High yield enzymatic conversion of intravascular leukotriene A4 in blood-free perfused lungs.

Experiments to investigate the fate of intravascularly administered leukotriene (LT) A4, an unstable intermediate of LT generation, were performed in isolated, ventilated, and blood-free perfused rabbit lungs. LT extracted from the lung effluent were separated by different reverse phase and straight phase HPLC procedures as methylated and nonmethylated compounds. Identity of eluting LT was confirmed by UV spectrum analysis and immunoreactivity.
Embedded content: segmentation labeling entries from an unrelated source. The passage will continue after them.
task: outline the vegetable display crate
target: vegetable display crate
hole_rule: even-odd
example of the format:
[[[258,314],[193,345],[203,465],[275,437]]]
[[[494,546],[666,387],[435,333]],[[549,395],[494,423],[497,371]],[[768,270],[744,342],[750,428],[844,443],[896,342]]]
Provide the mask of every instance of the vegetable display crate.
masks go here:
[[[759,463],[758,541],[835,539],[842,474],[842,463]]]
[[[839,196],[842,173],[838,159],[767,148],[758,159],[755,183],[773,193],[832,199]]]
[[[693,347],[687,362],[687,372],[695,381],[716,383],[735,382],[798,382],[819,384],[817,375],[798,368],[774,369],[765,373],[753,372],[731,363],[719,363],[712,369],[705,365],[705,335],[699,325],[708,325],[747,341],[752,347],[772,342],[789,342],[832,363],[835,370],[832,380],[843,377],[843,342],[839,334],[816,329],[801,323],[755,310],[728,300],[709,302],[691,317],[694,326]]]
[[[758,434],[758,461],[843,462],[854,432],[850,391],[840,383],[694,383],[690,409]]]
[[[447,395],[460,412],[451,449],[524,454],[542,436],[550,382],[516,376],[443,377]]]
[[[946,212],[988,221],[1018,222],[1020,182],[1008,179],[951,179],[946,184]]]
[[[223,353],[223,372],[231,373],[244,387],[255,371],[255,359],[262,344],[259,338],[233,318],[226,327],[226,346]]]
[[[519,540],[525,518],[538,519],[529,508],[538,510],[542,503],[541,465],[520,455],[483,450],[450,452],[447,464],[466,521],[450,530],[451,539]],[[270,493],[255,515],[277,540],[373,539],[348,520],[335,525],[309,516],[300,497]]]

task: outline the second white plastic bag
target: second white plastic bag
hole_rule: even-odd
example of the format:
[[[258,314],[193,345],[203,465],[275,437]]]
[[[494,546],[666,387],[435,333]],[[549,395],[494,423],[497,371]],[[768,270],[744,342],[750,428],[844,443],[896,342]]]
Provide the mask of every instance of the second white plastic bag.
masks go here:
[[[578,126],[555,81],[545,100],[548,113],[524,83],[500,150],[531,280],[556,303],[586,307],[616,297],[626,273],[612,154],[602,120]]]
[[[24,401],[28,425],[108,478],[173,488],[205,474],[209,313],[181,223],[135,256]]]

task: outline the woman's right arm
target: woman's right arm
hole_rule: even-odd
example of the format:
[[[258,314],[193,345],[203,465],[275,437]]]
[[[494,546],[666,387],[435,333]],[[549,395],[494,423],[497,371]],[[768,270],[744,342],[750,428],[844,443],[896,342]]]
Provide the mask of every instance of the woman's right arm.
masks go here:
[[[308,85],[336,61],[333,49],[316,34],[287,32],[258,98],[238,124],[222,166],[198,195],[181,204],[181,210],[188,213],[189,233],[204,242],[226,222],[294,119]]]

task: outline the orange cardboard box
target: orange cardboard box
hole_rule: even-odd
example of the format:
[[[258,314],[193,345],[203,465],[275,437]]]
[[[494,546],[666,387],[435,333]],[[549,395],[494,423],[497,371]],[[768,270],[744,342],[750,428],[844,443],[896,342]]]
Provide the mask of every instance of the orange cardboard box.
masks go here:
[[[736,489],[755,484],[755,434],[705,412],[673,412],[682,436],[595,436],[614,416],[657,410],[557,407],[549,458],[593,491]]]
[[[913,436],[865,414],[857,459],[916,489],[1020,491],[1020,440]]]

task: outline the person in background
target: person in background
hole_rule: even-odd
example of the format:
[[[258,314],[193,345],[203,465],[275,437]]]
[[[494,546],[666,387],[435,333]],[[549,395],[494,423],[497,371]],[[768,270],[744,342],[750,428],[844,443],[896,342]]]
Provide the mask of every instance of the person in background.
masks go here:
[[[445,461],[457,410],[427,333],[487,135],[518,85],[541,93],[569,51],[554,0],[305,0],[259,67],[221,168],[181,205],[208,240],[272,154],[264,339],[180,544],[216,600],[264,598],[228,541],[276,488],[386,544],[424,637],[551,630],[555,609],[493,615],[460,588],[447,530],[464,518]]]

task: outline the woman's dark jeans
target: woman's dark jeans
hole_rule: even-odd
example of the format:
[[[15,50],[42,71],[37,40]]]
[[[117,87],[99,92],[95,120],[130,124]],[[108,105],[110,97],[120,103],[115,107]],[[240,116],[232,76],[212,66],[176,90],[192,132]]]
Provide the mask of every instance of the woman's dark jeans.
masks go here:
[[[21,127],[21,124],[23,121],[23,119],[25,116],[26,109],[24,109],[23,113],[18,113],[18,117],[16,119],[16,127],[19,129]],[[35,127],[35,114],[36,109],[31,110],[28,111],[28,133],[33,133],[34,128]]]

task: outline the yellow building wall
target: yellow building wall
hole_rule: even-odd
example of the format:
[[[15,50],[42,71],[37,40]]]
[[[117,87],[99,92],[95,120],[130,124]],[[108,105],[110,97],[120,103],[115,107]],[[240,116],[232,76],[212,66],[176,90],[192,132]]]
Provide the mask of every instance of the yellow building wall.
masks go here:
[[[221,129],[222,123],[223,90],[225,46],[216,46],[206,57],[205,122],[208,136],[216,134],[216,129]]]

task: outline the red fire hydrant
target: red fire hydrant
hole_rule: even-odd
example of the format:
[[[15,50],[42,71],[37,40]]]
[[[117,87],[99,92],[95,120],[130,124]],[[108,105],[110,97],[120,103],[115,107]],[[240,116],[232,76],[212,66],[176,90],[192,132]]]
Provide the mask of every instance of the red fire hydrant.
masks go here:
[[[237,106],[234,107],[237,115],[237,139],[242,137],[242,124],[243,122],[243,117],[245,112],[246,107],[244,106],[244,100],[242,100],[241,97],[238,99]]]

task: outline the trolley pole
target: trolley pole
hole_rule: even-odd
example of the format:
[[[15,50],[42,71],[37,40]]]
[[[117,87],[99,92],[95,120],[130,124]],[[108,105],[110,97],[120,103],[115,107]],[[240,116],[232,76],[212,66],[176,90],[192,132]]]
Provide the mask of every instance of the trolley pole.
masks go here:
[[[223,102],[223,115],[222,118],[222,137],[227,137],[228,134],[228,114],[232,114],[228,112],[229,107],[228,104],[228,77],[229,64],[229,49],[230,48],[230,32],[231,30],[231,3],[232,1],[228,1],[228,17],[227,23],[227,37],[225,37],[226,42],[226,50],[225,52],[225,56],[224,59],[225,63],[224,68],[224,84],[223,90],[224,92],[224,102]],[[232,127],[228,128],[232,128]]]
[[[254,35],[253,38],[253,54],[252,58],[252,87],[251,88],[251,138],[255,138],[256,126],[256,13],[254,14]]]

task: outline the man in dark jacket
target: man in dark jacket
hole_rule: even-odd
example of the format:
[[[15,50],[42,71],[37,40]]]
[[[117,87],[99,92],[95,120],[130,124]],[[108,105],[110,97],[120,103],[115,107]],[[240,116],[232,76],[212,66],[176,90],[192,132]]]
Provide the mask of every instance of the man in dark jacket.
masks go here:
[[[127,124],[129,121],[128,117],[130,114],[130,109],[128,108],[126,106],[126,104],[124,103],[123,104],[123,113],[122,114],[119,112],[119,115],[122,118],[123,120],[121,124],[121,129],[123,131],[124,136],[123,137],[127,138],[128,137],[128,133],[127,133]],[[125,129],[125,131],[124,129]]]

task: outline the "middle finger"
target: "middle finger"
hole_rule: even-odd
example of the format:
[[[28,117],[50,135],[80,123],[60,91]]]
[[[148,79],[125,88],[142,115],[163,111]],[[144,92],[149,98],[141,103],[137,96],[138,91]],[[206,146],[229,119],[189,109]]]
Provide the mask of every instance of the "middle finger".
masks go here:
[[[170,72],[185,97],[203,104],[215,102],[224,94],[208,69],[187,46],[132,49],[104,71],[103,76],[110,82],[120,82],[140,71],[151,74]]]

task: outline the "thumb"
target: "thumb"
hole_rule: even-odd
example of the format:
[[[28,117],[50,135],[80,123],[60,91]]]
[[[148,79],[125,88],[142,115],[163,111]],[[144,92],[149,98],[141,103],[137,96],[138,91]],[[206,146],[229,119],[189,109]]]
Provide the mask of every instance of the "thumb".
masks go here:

Pulmonary artery injection of 75 to 300 nmol of LTA4 resulted in the rapid appearance of cysteinyl-LT as well as LTB4 in the recirculating perfusate. The yield of these enzymatically generated LTA4 metabolites vs non-enzymatic hydrolysis products (6-trans-LTB4, 5-trans-epi-LTB4, 5,6-dihydroxyeicosatetraenoic acids) ranged above 90%. Experiments with application of tritiated LTA4 showed exclusive origin of the detected LT from the exogenously applied precursor. The time course of cysteinyl-LT appearance in the perfusate suggested metabolism of LTC4 via LTD4 to LTE4, whereas there was no evidence for LTB4 omega-oxidation. In the dose range of LTA4 used, the enzymatic conversion of this LT precursor did not approach saturation. Collectively, these data indicate that the intact pulmonary vasculature contains a hitherto not described capacity for enzymatic conversion of intravascularly offered LTA4 to both cysteinyl-LT and LTB4. This may be of biological significance for a putative transcellular biosynthesis of LT in the pulmonary microcirculation upon contact with LTA4 feeder cells, such as activated granulocytes.